IRSD Superintendent Dr. Susan Bunting said she is equally excited about the Parent Education Center and what it represents for both the Indian River School District and the community.
“The Parent Education Center is one of the cornerstones of our Race to the Top plan, so we are excited about this unique opportunity to provide additional services to parents,” Bunting said.
“By strengthening our partnerships with parents, we hope to enhance their children’s education. We are confident that the center, under the guidance of our talented coordinator, Mrs. Nika Reid, will be successful in providing families with valuable resources to promote academic success.”

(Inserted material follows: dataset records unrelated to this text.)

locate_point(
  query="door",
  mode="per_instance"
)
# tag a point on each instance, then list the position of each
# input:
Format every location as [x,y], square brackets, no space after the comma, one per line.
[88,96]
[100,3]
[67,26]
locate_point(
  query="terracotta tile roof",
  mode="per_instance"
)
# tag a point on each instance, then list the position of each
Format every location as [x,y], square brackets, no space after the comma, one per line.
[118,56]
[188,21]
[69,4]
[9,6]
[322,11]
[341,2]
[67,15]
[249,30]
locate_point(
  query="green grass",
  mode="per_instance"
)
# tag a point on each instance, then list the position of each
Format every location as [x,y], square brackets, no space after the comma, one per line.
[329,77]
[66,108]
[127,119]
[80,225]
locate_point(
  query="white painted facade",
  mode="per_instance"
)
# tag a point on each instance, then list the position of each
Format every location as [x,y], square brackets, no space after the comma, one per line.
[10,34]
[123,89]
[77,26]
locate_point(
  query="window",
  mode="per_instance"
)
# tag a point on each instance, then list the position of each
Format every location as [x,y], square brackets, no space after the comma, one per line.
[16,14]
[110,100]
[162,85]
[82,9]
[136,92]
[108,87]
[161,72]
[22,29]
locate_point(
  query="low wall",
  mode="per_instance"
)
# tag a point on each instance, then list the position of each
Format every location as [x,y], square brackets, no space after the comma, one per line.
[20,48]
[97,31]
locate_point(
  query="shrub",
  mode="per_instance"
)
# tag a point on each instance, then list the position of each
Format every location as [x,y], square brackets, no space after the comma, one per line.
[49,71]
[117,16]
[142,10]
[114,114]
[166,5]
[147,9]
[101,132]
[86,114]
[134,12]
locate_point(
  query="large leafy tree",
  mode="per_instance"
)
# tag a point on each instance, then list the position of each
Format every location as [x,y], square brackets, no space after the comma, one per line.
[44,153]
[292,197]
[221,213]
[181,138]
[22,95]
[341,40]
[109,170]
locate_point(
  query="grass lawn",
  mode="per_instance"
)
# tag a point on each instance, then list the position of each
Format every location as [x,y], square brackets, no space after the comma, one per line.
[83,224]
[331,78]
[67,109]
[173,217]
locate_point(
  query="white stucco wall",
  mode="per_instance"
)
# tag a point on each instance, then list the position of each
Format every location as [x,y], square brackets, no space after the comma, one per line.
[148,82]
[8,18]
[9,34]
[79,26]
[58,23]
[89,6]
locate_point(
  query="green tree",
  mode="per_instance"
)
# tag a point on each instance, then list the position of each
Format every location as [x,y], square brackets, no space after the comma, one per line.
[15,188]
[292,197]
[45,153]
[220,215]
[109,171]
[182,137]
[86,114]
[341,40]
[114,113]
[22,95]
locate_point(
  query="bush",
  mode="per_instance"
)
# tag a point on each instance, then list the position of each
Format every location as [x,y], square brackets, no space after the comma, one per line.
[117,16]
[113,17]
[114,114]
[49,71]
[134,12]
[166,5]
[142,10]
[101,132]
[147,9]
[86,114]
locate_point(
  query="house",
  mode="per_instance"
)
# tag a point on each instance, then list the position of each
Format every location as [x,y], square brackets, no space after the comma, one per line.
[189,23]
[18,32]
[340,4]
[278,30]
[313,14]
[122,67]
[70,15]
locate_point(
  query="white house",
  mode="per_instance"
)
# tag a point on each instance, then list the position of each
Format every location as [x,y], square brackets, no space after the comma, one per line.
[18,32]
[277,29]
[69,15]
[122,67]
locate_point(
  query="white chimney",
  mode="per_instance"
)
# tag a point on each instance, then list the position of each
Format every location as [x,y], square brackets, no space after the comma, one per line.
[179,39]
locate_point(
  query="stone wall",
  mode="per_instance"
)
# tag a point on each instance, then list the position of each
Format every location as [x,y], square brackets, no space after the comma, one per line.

Reid said that, once the program is in full swing, she will most likely offer non-traditional hours for classes, so she can meet the needs of daytime workers. She said she is looking forward to creating a true collaboration between the district and the families, and the community agencies and organizations, so the students can truly be set up for academic achievement.
“We want to know the heart of the community,” she said. “It’s truly a partnership. It’s going to take more than Mom and Dad, and the school can’t do it alone.”
The Parent Education Center at G.W. Carver in Frankford will hold an open house on Thursday, April 7, from 4 to 6:30 p.m., complete with door prizes and refreshments celebrating Parent/Community Night.
The event is open to anyone, including parents of the students at the Richard Allen School, which is housed in the same building, and to all families in the district.
Reid asked for those community agencies or community leaders that received an invitation to RSVP by Friday, April 1, to Walter S. Smith, principal, or to herself, Nika Reid, parent education coordinator, at (302) 732-3800.
Anyone interested in the center can contact Reid for more information by phone, e-mail or by stopping in. They also have plans to have a Web site built.
The G. W. Carver Educational Center is located at 30207 Frankford School Road in Frankford.